DPDK patches and discussions
 help / color / mirror / Atom feed
From: Stefan Hajnoczi <stefanha@redhat.com>
To: dev@dpdk.org
Cc: maxime.coquelin@redhat.com, Yuanhan Liu <yliu@fridaylinux.org>,
	wei.w.wang@intel.com, mst@redhat.com, zhiyong.yang@intel.com,
	jasowang@redhat.com, Stefan Hajnoczi <stefanha@redhat.com>
Subject: [dpdk-dev] [RFC 13/24] vhost: move mmap/munmap to AF_UNIX transport
Date: Fri, 19 Jan 2018 13:44:33 +0000	[thread overview]
Message-ID: <20180119134444.24927-14-stefanha@redhat.com> (raw)
In-Reply-To: <20180119134444.24927-1-stefanha@redhat.com>

How mem table regions are mapped is transport-specific, so move the mmap
code into trans_af_unix.c.  The new .map_mem_table()/.unmap_mem_table()
interfaces allow transports to perform the mapping and unmapping.

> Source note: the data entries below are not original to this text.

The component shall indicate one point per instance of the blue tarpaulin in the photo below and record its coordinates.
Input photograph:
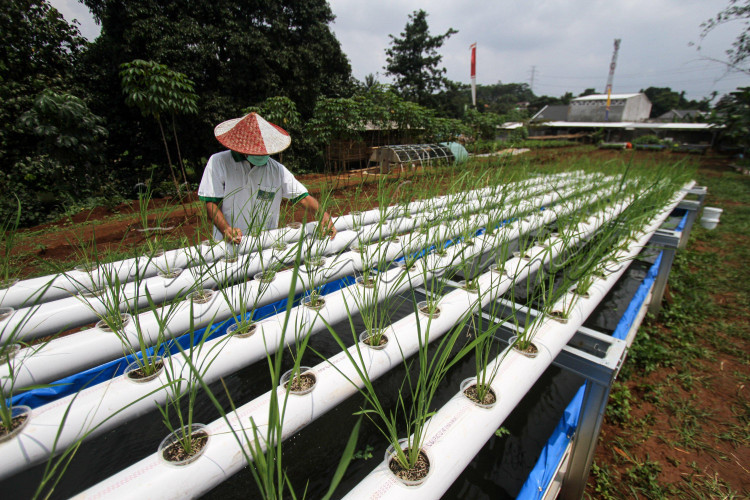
(542, 473)
(102, 373)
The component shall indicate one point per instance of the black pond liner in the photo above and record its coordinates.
(311, 456)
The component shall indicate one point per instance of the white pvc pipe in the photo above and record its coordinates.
(53, 317)
(222, 456)
(460, 429)
(107, 405)
(73, 353)
(35, 291)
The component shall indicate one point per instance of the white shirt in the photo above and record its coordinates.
(251, 195)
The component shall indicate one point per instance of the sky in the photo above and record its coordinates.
(566, 45)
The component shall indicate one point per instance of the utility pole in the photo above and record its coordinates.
(611, 77)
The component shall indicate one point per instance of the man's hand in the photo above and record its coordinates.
(233, 234)
(326, 226)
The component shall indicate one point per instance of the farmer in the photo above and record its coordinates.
(243, 187)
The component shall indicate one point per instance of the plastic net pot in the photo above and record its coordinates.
(303, 384)
(427, 311)
(106, 327)
(423, 465)
(135, 373)
(531, 352)
(367, 338)
(6, 312)
(20, 415)
(241, 330)
(170, 447)
(467, 385)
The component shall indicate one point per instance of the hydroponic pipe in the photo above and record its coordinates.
(52, 287)
(222, 456)
(73, 353)
(55, 316)
(460, 429)
(107, 405)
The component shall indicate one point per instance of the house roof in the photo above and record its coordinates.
(603, 97)
(556, 112)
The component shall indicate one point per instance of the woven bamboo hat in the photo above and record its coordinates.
(252, 135)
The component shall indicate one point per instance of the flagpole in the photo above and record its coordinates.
(474, 74)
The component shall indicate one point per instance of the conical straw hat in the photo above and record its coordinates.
(252, 135)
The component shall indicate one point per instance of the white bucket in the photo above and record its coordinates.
(710, 217)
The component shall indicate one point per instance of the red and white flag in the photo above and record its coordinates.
(474, 74)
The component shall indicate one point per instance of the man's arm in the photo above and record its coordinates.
(312, 207)
(215, 215)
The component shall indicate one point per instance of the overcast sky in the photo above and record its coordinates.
(569, 43)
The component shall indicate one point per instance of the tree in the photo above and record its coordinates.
(157, 90)
(237, 55)
(739, 54)
(38, 51)
(414, 62)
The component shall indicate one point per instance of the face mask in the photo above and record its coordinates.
(257, 160)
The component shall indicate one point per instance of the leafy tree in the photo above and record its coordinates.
(157, 90)
(733, 112)
(38, 51)
(414, 61)
(739, 54)
(236, 54)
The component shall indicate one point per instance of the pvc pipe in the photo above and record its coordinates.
(53, 317)
(107, 405)
(460, 428)
(73, 353)
(42, 289)
(222, 457)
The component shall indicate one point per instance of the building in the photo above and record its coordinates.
(623, 108)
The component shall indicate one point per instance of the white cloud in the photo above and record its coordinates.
(569, 42)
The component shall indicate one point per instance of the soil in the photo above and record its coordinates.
(176, 453)
(301, 383)
(419, 471)
(15, 424)
(471, 393)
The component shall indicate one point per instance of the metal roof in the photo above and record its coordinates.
(634, 125)
(600, 97)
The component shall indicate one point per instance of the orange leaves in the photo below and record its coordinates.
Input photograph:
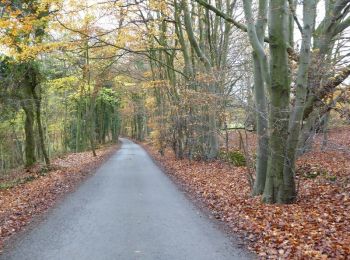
(20, 204)
(316, 227)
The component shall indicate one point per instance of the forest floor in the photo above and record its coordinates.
(317, 226)
(25, 194)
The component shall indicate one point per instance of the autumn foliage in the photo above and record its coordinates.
(317, 226)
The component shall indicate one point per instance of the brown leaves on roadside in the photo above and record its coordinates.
(316, 227)
(21, 203)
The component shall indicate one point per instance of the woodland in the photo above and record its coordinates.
(246, 103)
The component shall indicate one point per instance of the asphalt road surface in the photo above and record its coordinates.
(128, 210)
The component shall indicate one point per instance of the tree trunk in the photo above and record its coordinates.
(277, 188)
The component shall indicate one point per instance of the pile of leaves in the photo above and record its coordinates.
(28, 193)
(317, 226)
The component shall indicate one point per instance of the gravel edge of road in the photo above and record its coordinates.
(237, 239)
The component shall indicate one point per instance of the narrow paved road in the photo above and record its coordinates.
(128, 210)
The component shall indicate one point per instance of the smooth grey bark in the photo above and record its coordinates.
(276, 189)
(296, 118)
(256, 35)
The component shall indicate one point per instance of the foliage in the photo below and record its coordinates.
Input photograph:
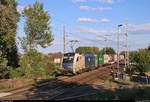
(33, 67)
(8, 25)
(108, 50)
(3, 67)
(37, 29)
(141, 60)
(83, 50)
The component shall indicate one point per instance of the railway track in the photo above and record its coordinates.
(59, 88)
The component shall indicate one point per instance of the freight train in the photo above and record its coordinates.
(77, 63)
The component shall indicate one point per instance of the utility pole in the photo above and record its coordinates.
(64, 38)
(127, 48)
(73, 42)
(118, 45)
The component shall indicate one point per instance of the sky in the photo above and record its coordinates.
(94, 23)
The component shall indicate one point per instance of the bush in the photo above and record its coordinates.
(141, 60)
(34, 65)
(4, 73)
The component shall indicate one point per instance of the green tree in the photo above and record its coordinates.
(39, 66)
(3, 67)
(38, 32)
(8, 25)
(37, 28)
(108, 50)
(141, 60)
(83, 50)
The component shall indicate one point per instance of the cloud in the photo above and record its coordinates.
(99, 1)
(139, 29)
(104, 20)
(99, 9)
(87, 20)
(92, 20)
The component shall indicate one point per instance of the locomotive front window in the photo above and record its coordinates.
(68, 59)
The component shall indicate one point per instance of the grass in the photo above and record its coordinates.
(135, 93)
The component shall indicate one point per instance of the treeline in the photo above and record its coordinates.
(139, 61)
(37, 33)
(95, 50)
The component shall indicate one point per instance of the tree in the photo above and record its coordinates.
(37, 28)
(108, 50)
(8, 25)
(38, 32)
(83, 50)
(3, 67)
(141, 60)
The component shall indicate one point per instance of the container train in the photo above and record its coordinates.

Drop the "mmap align:" debug output because the alignment is no longer
available from vhost_user.c.

Signed-off-by: Stefan Hajnoczi <stefanha@redhat.com>
---
 lib/librte_vhost/vhost.h         | 17 +++++++
 lib/librte_vhost/vhost_user.h    |  3 ++
 lib/librte_vhost/trans_af_unix.c | 78 +++++++++++++++++++++++++++++++++
 lib/librte_vhost/vhost_user.c    | 95 ++++++++++------------------------------
 4 files changed, 121 insertions(+), 72 deletions(-)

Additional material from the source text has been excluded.